Other News Materials 28 October 2008 09:05 (UTC +04:00)

United Nations' peacekeepers have been involved in heavy fighting with rebels in the east of the Democratic Republic of Congo as renegade Tutsi general Laurent Nkunda advances on the town of Goma, dpa reported.

Alan Doss, head of the UN peacekeeping mission in Congo (MONUC), told the BBC that UN helicopter gunships and armoured vehicles on Monday supported Congolese troops north of Goma, the capital of North Kivu province.

Tens of thousands of civilians have fled the advance of the rebels toward Goma, which Nkunda has threatened to take.

Aid agencies say well over 100,000 civilians have fled the renewed fighting since August.

"We can't allow population centres to be threatened," Doss told the BBC. "We had to engage."

Angry demonstrators also stoned UN compounds in Goma on Monday, saying that the UN had failed to do enough to protect civilians.

The problems came as the head of MONUC, Lieutenant General Vicente Diaz de Villegas, stepped down for personal reasons after less than two months in the job.

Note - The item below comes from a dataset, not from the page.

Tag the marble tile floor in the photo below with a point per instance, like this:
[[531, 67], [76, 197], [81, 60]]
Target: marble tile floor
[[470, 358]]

UN Secretary General Ban Ki-moon, who said he was "extremely concerned" by the rebel attacks, Monday appointed Brigadier General Ishmeet Ben Quartey of Ghana to serve as acting commander of the mission.

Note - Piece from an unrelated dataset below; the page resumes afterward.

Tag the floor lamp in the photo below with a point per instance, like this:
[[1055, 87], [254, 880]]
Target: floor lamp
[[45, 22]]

Nkunda's National Congress for the Defence of the People (CNDP) and other groups in January signed up to peace accords designed to end sporadic clashes that occurred in 2007, four years after the war in the sprawling Central African nation officially ended.

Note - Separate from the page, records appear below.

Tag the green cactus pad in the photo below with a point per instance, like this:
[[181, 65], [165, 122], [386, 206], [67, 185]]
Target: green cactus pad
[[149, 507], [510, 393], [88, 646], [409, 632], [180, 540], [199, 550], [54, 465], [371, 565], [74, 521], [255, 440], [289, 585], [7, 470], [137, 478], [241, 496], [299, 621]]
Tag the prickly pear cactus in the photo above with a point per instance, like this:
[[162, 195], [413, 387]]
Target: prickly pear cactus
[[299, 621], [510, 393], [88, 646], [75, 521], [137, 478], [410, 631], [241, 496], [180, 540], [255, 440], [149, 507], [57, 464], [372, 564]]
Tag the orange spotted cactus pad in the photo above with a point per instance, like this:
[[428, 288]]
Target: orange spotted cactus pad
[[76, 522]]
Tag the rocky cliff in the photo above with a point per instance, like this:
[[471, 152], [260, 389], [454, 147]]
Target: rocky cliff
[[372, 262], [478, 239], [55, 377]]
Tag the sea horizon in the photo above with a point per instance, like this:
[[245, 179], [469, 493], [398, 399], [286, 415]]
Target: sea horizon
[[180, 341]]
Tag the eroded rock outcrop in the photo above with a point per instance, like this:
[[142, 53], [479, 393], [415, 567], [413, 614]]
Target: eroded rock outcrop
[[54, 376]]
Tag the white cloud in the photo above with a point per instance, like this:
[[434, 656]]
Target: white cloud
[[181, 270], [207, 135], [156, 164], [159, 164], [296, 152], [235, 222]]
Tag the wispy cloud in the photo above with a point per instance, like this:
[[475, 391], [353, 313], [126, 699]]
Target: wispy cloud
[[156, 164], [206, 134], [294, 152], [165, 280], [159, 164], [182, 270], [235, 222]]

However, the CNDP and government soldiers have been involved in repeated firefights in the eastern North and South Kivu provinces since late August.

Nkunda's troops have until now confined their operations to the east of the nation, which borders Rwanda, purportedly to protect Tutsis from armed Hutu groups.

Many of the Hutus fled to DR Congo after the 1994 massacre in Rwanda, when Hutu militia and military massacred 800,000 Tutsis and moderate Hutus in the space of a few months.

The DR Congo government recently accused Rwanda of amassing troops on the border with a view to backing Nkunda and attacking Goma.

Observers are concerned that the clashes could reignite a wider conflict and plunge the DRC back into chaos.

Over 5 million people are estimated to have died as a result of the long conflict in the resource-rich nation.

The conflict is often referred to as the African World War owing to the large number of different armed forces involved.